Современная венгерская проза - [182]
Пирока заметила у входа девушку почтальоншу в шортах и, поставив корзину на дорожку, пошла ей навстречу. Декан все бормотал себе под нос:
— Взгляните на этот цветок! Поистине чудо… В один прекрасный день в землю падает крошечное зернышко, и вырастает из него роскошное дерево. Отчего? Никто еще не разгадал эту тайну. Сие одному господу богу ведомо!
Повернувшись, чтобы бросить в корзину увядший, сникший цветок, он только теперь заметил, что остался один.
— Гм… каждая редиска обходится в двадцать форинтов?.. Ну, да как же быть — двор-то огромный, что ж, оставить его в запустении?.. Ведь это грех — пренебрегать тем, что даровано господом!.. Оно, конечно, и сорняки — твое создание. И крапива… А какое лакомство суп из крапивы! Или сельдерей! Будь я химик, одеколон из сельдерея придумал бы. — Он глубоко вздохнул и покосился в сторону дома. — Что-то сегодня на обед у нас?
Держа в руке пачку писем и газет, Пирока крикнула с порога:
— Господин декан! Траурное извещение!
Священник вздохнул и бросил садовые ножницы в корзину.
— Право, не знаю, что ужаснее, пережить всех своих друзей или умереть прежде их.
Неохотно оставив любимое занятие, декан взял почту и скрылся в своей комнате.
Больше он не показывался. Некоторое время спустя Пирока заподозрила что-то неладное, но не нашла предлога, чтобы потревожить декана.
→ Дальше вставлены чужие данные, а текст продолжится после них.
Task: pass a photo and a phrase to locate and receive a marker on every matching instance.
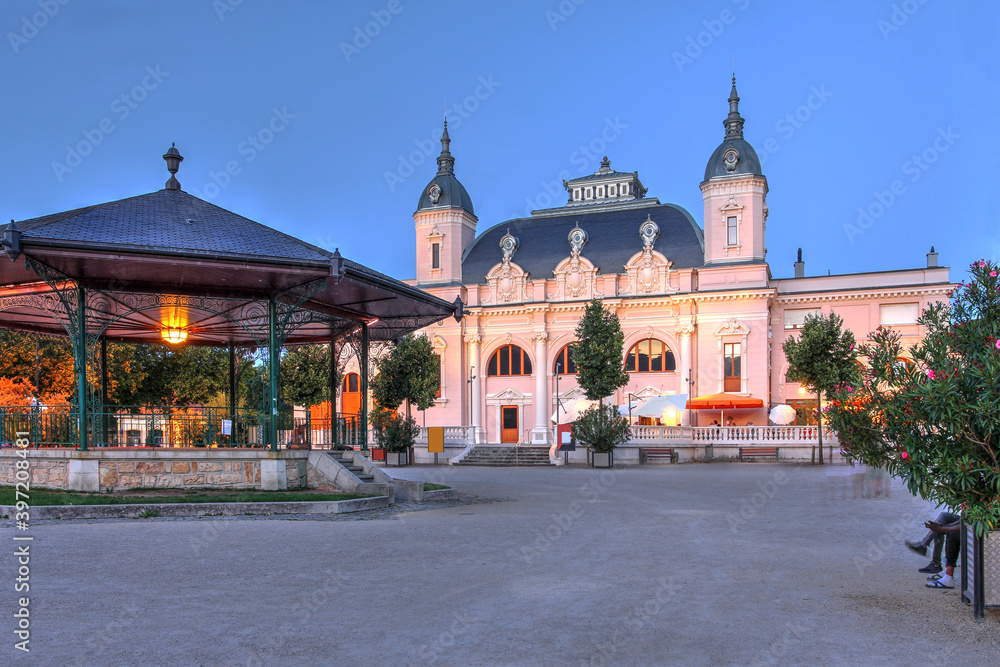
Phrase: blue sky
(884, 108)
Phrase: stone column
(540, 434)
(686, 368)
(476, 370)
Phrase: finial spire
(446, 163)
(174, 159)
(734, 122)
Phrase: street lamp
(472, 376)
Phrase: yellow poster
(435, 439)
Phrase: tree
(598, 352)
(409, 373)
(934, 421)
(305, 375)
(823, 357)
(600, 372)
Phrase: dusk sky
(875, 121)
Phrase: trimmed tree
(600, 372)
(934, 421)
(822, 357)
(410, 373)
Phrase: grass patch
(434, 487)
(55, 497)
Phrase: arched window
(509, 360)
(563, 365)
(650, 356)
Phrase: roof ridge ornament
(174, 159)
(649, 231)
(509, 245)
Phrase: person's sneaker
(916, 547)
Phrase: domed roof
(721, 164)
(614, 236)
(444, 190)
(734, 156)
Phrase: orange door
(350, 395)
(508, 423)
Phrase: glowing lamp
(173, 335)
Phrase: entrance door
(508, 423)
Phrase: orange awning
(724, 402)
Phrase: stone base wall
(51, 474)
(120, 469)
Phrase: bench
(645, 454)
(753, 453)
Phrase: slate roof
(171, 221)
(613, 239)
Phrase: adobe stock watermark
(562, 12)
(750, 507)
(247, 150)
(223, 7)
(122, 107)
(702, 40)
(430, 146)
(30, 25)
(584, 158)
(898, 17)
(363, 35)
(794, 121)
(915, 167)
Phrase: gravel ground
(722, 564)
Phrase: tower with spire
(445, 222)
(735, 195)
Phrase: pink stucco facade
(697, 291)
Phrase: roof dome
(734, 156)
(444, 190)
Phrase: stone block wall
(51, 474)
(179, 474)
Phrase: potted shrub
(602, 428)
(933, 422)
(600, 372)
(395, 434)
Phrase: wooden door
(508, 423)
(351, 395)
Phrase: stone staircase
(500, 456)
(346, 459)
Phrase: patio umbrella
(570, 411)
(782, 414)
(724, 402)
(657, 405)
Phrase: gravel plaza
(713, 564)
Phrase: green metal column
(333, 389)
(80, 352)
(364, 386)
(105, 439)
(274, 363)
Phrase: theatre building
(701, 312)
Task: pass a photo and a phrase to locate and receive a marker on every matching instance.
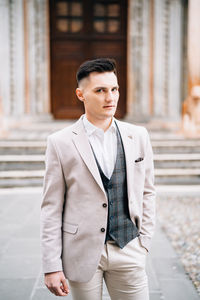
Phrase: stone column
(191, 106)
(38, 57)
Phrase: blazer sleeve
(51, 210)
(149, 195)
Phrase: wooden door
(82, 30)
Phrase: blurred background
(156, 44)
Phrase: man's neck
(103, 124)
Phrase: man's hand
(56, 283)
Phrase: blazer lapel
(82, 144)
(128, 143)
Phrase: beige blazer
(72, 213)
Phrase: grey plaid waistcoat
(120, 228)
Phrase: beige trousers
(123, 271)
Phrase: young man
(98, 209)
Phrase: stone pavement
(20, 258)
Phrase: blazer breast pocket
(70, 228)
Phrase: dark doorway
(81, 30)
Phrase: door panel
(82, 30)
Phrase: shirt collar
(90, 128)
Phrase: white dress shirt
(104, 145)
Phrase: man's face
(100, 94)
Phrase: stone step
(177, 176)
(175, 146)
(12, 179)
(22, 147)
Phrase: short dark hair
(99, 65)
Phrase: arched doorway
(81, 30)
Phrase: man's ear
(79, 94)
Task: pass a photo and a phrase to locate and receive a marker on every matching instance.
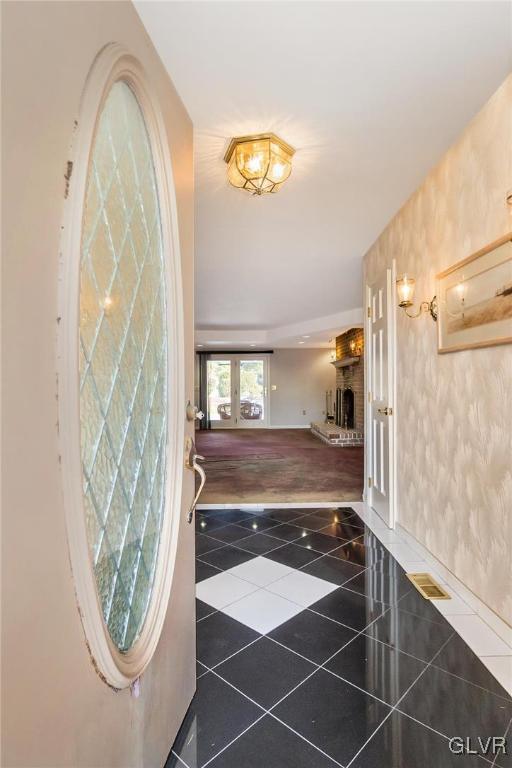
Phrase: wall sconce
(405, 289)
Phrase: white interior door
(380, 422)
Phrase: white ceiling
(370, 93)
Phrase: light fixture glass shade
(259, 163)
(405, 288)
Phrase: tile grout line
(233, 740)
(271, 714)
(509, 727)
(256, 639)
Наконец, без четверти два, когда обед был готов, она постучалась к нему и, хотя ответа не последовало, осторожно приотворила дверь.
— Можно накрывать, господин декан?
Старый священник стоял на коленях перед распятием спиною к двери, закрыв лицо большими ладонями. Он даже не шелохнулся на голос, быть может, не услышал его, лишь пробормотал невнятно, с глубоким стоном: «Ох, господи!» На столе, раскрытое, лежало траурное послание.
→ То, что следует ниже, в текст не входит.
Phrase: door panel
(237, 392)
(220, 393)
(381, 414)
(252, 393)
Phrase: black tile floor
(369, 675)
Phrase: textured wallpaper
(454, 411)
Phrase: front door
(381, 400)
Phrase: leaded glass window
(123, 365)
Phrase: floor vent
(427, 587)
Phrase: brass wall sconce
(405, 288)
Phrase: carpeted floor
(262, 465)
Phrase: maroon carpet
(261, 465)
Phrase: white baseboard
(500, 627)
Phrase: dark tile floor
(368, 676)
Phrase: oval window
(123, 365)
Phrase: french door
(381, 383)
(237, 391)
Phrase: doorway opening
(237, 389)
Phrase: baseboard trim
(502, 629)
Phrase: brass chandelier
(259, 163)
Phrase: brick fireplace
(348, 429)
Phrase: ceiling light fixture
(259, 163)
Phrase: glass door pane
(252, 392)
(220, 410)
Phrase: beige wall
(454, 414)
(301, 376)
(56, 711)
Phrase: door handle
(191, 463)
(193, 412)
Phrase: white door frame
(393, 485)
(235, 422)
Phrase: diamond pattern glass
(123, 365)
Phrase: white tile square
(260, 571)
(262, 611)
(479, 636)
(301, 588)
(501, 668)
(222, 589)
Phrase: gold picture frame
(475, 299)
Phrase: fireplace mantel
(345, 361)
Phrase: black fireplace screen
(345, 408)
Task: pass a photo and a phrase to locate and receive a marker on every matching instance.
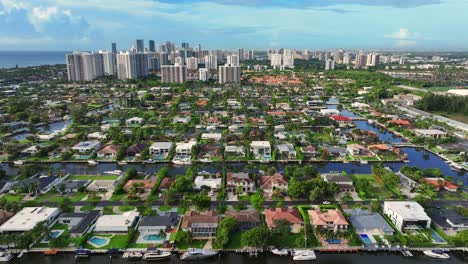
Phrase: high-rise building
(229, 73)
(84, 66)
(152, 46)
(139, 45)
(211, 62)
(276, 59)
(329, 65)
(173, 73)
(203, 74)
(233, 60)
(192, 63)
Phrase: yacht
(156, 255)
(439, 254)
(304, 254)
(282, 252)
(5, 256)
(197, 254)
(132, 255)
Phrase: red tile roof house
(143, 185)
(331, 219)
(291, 215)
(275, 184)
(440, 183)
(201, 225)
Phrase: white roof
(116, 222)
(408, 210)
(28, 218)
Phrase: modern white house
(160, 149)
(261, 149)
(407, 215)
(116, 223)
(29, 217)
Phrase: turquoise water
(98, 241)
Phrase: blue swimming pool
(365, 238)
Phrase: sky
(231, 24)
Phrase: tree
(225, 229)
(256, 237)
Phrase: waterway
(233, 258)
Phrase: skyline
(228, 24)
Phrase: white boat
(156, 255)
(197, 254)
(282, 252)
(5, 256)
(436, 254)
(132, 255)
(92, 162)
(304, 254)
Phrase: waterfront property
(407, 215)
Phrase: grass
(78, 197)
(13, 198)
(92, 177)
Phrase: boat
(304, 254)
(92, 162)
(197, 254)
(5, 256)
(439, 254)
(51, 252)
(132, 255)
(282, 252)
(156, 255)
(82, 253)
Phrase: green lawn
(92, 177)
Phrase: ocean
(9, 59)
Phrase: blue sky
(259, 24)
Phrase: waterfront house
(407, 215)
(79, 223)
(29, 217)
(116, 223)
(290, 215)
(331, 219)
(246, 219)
(202, 225)
(367, 222)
Чуть-чуть поколебавшись, домоправительница неслышно подошла к столу в своих парусиновых — для беременных — туфлях и, не беря в руки, одним духом прочитала извещение:
«…Ему ведома была одна только мера — стремление к совершенству, сию стезю он назначил себе сам и иных желаний не ведал.
Смиряясь пред волей Господней, извещаем Вас о том, что Рафаэль Балог, бывший францисканский монах, 28 января 1978 года, семидесяти шести лет от роду, после недолгих страданий, окончил свой земной путь, прямой и чистый, и ныне вступил в обетованный край, коего вся его жизнь была утверждением.
Горько скорбящие
Тамаш Балог и его семейство.
Да приидет ко мне каждый человек, кого назначил мне Отец.
(Янв. 6,37)»
Домоправительница, сосредоточенно роясь в памяти, глядела на согбенную спину коленопреклоненного священника. «Кто ж бы это такой — Рафаэль Балог?»
На цыпочках вернулась она на кухню и принялась за обед в одиночестве: если уж господину декану придется довольствоваться перестоявшимся обедом, так хоть сама насладится им, свеженьким, с пылу с жару!
Но священник не прикоснулся и к подогретым яствам. Отказался он и от полдника, когда же домоправительница, тревожась все пуще, стала умолять его отведать хоть что-нибудь, с несвойственной ему твердостью отослал ее прочь:
— Оставьте меня в покое, Пиро! Очень прошу вас, оставьте меня нынче в покое!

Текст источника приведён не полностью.